Juan Jasso

Personal information
- Full name: Juan Jasso Martínez
- Date of birth: August 21, 1926
- Place of birth: Guadalajara, Jalisco, México
- Date of death: July 23, 2002 (aged 75)
- Place of death: Guadalajara, Jalisco, México
- Position: Midfielder

Youth career
- Guadalajara

Senior career*
- Years: Team / Apps / (Gls)
- 1946-1966: Guadalajara / 433

= Juan Jasso =

Mexican footballer (1926–2002)

Juan Jasso Martínez (August 21, 1926 – July 23, 2002) was a Mexican footballer who played as a midfielder. He spent most of his playing career with Guadalajara, winning seven Primera División titles and making 545 appearances across all competitions, becoming the most capped player in the club's history.

== Career ==
Born on August 21, 1926, in Guadalajara, Jalisco, Jasso began playing football during his childhood. He later joined Guadalajara, where he developed his career as a professional football player.

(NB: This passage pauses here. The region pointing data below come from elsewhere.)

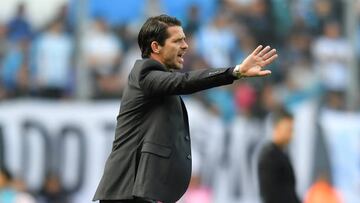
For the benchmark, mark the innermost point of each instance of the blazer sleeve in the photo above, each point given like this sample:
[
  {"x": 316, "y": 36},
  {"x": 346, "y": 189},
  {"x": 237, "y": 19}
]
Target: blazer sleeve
[{"x": 155, "y": 80}]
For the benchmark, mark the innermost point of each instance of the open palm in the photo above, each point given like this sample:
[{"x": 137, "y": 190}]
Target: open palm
[{"x": 253, "y": 65}]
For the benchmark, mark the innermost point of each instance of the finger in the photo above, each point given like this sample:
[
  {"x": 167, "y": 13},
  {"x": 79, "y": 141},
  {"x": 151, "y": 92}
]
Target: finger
[
  {"x": 269, "y": 54},
  {"x": 264, "y": 73},
  {"x": 262, "y": 52},
  {"x": 270, "y": 60},
  {"x": 257, "y": 50}
]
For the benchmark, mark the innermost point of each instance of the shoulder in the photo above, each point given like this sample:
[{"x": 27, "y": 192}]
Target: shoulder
[{"x": 150, "y": 64}]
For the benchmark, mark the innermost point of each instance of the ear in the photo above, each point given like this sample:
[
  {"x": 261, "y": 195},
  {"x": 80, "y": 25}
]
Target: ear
[{"x": 155, "y": 47}]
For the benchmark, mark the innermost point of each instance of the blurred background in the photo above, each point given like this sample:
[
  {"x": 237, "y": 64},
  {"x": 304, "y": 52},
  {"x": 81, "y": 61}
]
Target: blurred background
[{"x": 64, "y": 63}]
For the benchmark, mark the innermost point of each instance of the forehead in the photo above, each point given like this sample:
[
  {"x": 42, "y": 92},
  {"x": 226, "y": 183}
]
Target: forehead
[{"x": 176, "y": 32}]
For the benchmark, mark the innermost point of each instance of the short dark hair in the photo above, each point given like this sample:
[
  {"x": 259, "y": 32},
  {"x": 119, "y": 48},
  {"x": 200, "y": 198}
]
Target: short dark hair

At age nineteen, Jasso made his first-team debut on 17 March 1946 in an away match against San Sebastián de León. He went on to make 545 appearances across all competitions for Guadalajara, establishing himself as one of the club's most prominent players. Jasso played a key role during the Campeonísimo era and won fifteen official titles with the club, including seven Primera División championships.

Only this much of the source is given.